La miré extrañada y ella se inclinó hacia mí con complicidad.
—Así es, lo llaman el mal de Waters. Desde que ese diablo de Harry Paye puso sus pies en el puerto acompañado por su apuesto primer oficial los desmayos y suspiros no han cesado. ¡Hasta he visto casos de una gravedad extrema! —Dejó escapar una risita y bajando aún más el tono se acercó a mi oído—: No te culpo por sentirte indispuesta en su presencia. Ese hombre lleva el peligro escrito en su cara y eso resulta taaaaan excitante.

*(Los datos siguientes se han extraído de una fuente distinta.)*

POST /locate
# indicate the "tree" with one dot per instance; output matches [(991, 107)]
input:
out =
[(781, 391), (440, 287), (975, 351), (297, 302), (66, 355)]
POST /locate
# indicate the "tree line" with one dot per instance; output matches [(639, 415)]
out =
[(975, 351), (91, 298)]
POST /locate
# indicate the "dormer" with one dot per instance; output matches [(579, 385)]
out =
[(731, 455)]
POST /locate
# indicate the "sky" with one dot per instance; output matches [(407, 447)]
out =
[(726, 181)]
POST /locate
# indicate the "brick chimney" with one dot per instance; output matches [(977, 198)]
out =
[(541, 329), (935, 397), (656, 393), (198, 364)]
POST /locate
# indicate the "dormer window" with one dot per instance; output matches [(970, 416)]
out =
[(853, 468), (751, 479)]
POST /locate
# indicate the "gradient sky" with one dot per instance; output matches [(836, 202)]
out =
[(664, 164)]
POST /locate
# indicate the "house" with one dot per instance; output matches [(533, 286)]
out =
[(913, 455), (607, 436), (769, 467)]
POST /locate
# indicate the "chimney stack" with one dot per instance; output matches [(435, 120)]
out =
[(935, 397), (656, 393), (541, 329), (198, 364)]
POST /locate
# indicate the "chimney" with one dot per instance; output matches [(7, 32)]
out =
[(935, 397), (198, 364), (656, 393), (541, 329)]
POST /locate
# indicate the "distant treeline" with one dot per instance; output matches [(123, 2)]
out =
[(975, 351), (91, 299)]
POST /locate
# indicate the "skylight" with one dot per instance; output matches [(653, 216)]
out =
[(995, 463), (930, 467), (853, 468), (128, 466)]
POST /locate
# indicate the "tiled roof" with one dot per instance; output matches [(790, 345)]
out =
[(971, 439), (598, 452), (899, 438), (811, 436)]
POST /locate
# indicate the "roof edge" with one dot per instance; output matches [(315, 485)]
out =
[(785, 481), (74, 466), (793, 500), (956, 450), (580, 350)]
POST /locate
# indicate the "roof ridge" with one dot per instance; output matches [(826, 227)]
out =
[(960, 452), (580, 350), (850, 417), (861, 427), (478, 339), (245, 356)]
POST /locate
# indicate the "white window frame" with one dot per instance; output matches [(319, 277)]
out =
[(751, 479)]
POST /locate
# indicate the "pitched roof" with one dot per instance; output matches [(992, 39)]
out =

Decidí no seguir con el tema, Constanza era una mujer de mundo y cualquier cosa que dijera la conduciría a la verdad que yo no quería reconocer: que estaba cayendo en las redes del pirata con todo el equipo. Y en mi situación un enamoramiento no podía hacer más que acrecentar mis problemas. En cualquier momento podía ocurrir, simplemente desaparecer y volver a mi aburrida vida anterior. A mis sábados devorando películas de cine clásico hasta tener los ojos rojos, a mi empleo casi de subsistencia y a mi ¿vida amorosa? ¿Tenía de eso? No desde el último capullo. Sacudí la cabeza para alejar esos pensamientos y me concentré en el momento, el aquí y ahora. No tenía más.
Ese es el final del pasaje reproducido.